I have only two things to say in response:
1. "Greater East Asia Co-Prosperity Sphere"
2. I will never send a penny to the Republican Party again. Get your campaign funds from the illegal alien protestors in Los Angeles, or from Vincente Fox. And pass the word on to Sen. Arlen Specter.
Best Regards,
I also have a vanity on this.
Mexicans are hurting because they are ruled by folks who are socialists on the outside, crooks on the inside. Makes me wonder when they wave those mexican flags, is that what they have in mind for this country?

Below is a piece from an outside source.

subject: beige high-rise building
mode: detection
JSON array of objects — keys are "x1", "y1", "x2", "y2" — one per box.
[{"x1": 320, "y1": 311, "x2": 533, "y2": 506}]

Straight from the CFR article !!!!
bump
ping
I was always under the impression that this theory was discredited by that Columbus guy, but I suppose that any concept is plausible to people who think refashioning the U.S. into a third world nation is a grand idea.
Meeting in Fox's back yard...Cancun if I remember correctly. The sell out continues.
These agreements are the only explanation for why our elected leaders would do what they're doing in spite of the fact that the overwhelming majority of Americans clearly disagree with them vociferously.
They are more committed to a globalist agenda than they are in protecting the sovereignty of the United States.
And they are willing to expend any amount of political capital to implement it.
Looks like another effort by the Bush administration to advance a policy of hemispheric agreements that are akin to global socialism.
Wonder no more!
Just listen to this: wehategringos.com>
It is really helpful to have some sound to go along with all the pictures of the demonstrations that the media has been showing us. None of these people are suitable for citizenship!
Caution: the link above is really nasty. It will be really offensive to any America loving patriotic American.
Well, nations are so 20th century... get with the program, nations are going to shrivel away, what's important is the new god, Economic Efficiency.
That is one depressing post.
>"cooperation in the development of human capital in North America"<
-What a crock of new age economic globalist crap.
WE the people, are not: "human capital"...
It is depressing, isn't it? It's the gospel according to the Wall St Journal editorial page: "We need a new Constitutional Amendment- 'There Shall Be Open Borders'". They run it every 4th of July.
It also seems to be the guiding principle of this administration, and very probably of both the major parties.
We the people are now just cogs in the great post-national economic machine. All hail the brave new world.